Labour says goodbye to Corbyn, to a second referendum and to ‘all that’

The Herald headline above fails to finish off with the dire prospects for Labour if they join with the Tories again to deny Scotland a second independence referendum.

The evidence is staring them in the face.

For some time now, opinion polls have put them down in 3rd place with support declining all the time and both the Tories and SNP pulling away from them. The Opinium poll on 26th March had them at 8%!

And they think strong opposition to Indyref2 is the answer?

In August 2019, an Ashcroft poll suggested 40% of Scottish Labour voters support independence and a national majority is in favour of Indyref2.

Multiple polls have support for independence too close too call with some putting support up at 53%.

Several expert commentators make it ‘all but inevitable’.

Why will the New Blairites support this strategy? Yes, because there’s only one voice they get to hear, all the time, and Ian Murray is utterly out-of-it.

4 thoughts on “Labour says goodbye to Corbyn, to a second referendum and to ‘all that’”

  1. I thought in 2014, if a genuine option for federalism had been on the ballot, it would have won quite comfortably. But the British nationalists were so confident of winning ( and by a huge 3-1 margin) they refused the offer made by Salmond.

    The SNP sit proudly on their dung heap of independence.

    The Tories sit brazenly on their colonial/Scots don’t matter dung heap.

    Labour, which could invoke the “Dominion status for Scotland” desire of Keir Hardie, instead want to clamber halfway up the Tory dung heap, where crowing the same tune wont get them any notice from a sceptical public. Not while the lead singer is smarmy Ian Murray who finds himself in the same place as Kezia Dugdale, at the front with a rictus grin, and few troops, while even smarmier George Foulkes pulls his strings.

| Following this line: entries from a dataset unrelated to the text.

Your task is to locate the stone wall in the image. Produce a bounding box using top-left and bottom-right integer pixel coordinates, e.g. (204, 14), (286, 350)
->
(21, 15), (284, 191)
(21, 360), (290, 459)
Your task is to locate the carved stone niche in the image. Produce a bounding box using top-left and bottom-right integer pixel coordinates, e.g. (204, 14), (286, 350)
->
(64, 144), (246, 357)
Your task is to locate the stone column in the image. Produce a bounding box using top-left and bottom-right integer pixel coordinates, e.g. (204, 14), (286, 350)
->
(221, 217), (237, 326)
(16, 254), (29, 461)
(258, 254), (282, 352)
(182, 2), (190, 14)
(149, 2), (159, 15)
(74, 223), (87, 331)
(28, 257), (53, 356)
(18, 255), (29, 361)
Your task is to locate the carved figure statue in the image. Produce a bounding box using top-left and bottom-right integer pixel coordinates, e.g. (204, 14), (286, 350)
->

    1. There was never any chance of federalism being on the ballot in the 2014 referendum. It was not possible for it to be on the ballot for the simple and rather obvious reason that a federal arrangement would affect the entire UK. Such a vote would have to be put to voters across the UK. It could not be decided by just one part of the UK. It was, therefore, definitively undeliverable. A referendum with undeliverable options is a farce.

      The so-called ‘second question’ on the 2014 referendum ballot referred to an undefined ‘devo-max’ option. Alex Salmond did not want this second question on the ballot for another simple and obvious reason – it could only split the pro-independence vote. He spoke of being prepared to consider the second question knowing that this would be interpreted as him wanting it on the ballot and aware that Cameron would instantly reject it on those grounds alone.

      Why didn’t Salmond just rule it out if he didn’t want it? Because, as you note, it was, according to polls, the most popular option. He didn’t want to be the one to deny Scotland’s voters the option they favoured. Fortunately, he didn’t have to. He got David Cameron to do it for him.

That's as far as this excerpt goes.